Jeanne, cette fois, faisait les honneurs de chez elle en femme non seulement maîtresse d'elle-même, mais encore maîtresse des autres. Nul embarras dans son regard, nulle réserve dans sa voix. N'avait-elle pas, pour prendre ces hautes leçons d'aristocratie, fréquenté tout le jour la fleur de la noblesse française ; une reine sans rivale ne l'avait-elle pas appelée ma chère comtesse ?

Aussi le cardinal, soumis à cette supériorité, en homme supérieur lui-même, ne tenta-t-il point d'y résister.

– Comtesse, dit-il en lui prenant la main, il y a deux femmes en vous.

– Comment cela ? demanda la comtesse.

– Celle d'hier, et celle d'aujourd'hui.

– Et laquelle préfère Votre éminence ?

– Je ne sais. Seulement, celle de ce soir est une Armide, une Circé, quelque chose d'irrésistible.

– Et à qui vous n'essaierez pas de résister, j'espère, monseigneur, tout prince que vous êtes.

Le prince se laissa glisser de son siège et tomba aux genoux de madame de La Motte.
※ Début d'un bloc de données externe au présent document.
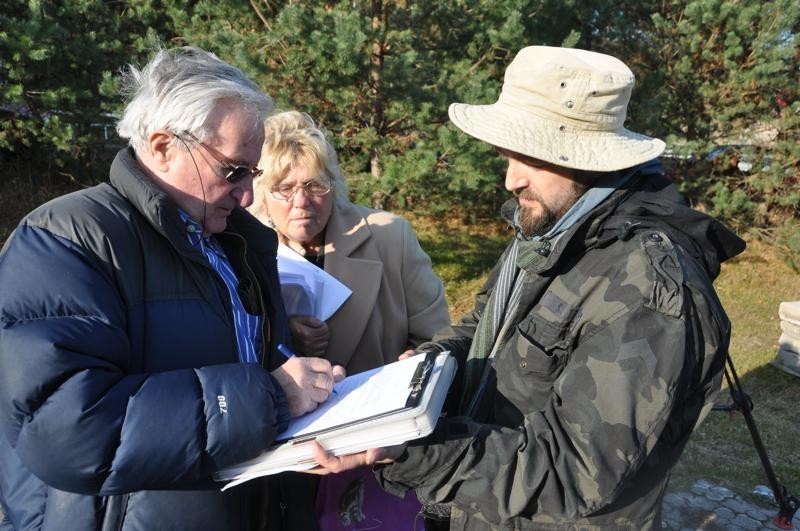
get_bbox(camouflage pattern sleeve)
[379,233,729,524]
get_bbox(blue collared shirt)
[178,209,262,363]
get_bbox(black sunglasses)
[175,131,264,184]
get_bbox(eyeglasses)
[175,131,264,184]
[270,180,331,201]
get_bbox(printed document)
[214,352,456,489]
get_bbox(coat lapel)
[325,201,383,366]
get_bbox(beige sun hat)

– Vous demandez l'aumône ? dit-elle.

– Et j'attends que vous me la fassiez.

– Jour de largesse, répondit Jeanne ; la comtesse de Valois a pris rang, elle est une femme de la cour ; avant peu elle comptera parmi les femmes les plus fières de Versailles. Elle peut donc ouvrir sa main et la tendre à qui bon lui semble.

– Fût-ce à un prince ? dit monsieur de Rohan.

– Fût-ce à un cardinal, répondit Jeanne.

Le cardinal appuya un long et brûlant baiser sur cette jolie main mutine ; puis, ayant consulté des yeux le regard et le sourire de la comtesse, il se leva. Et, passant dans l'antichambre, dit deux mots à son coureur.

Deux minutes après, on entendit le bruit de la voiture qui s'éloignait.

La comtesse releva la tête.

– Ma foi ! comtesse, dit le cardinal, j'ai brûlé mes vaisseaux.

– Et il n'y a pas grand mérite à cela, répondit la comtesse, puisque vous êtes au port.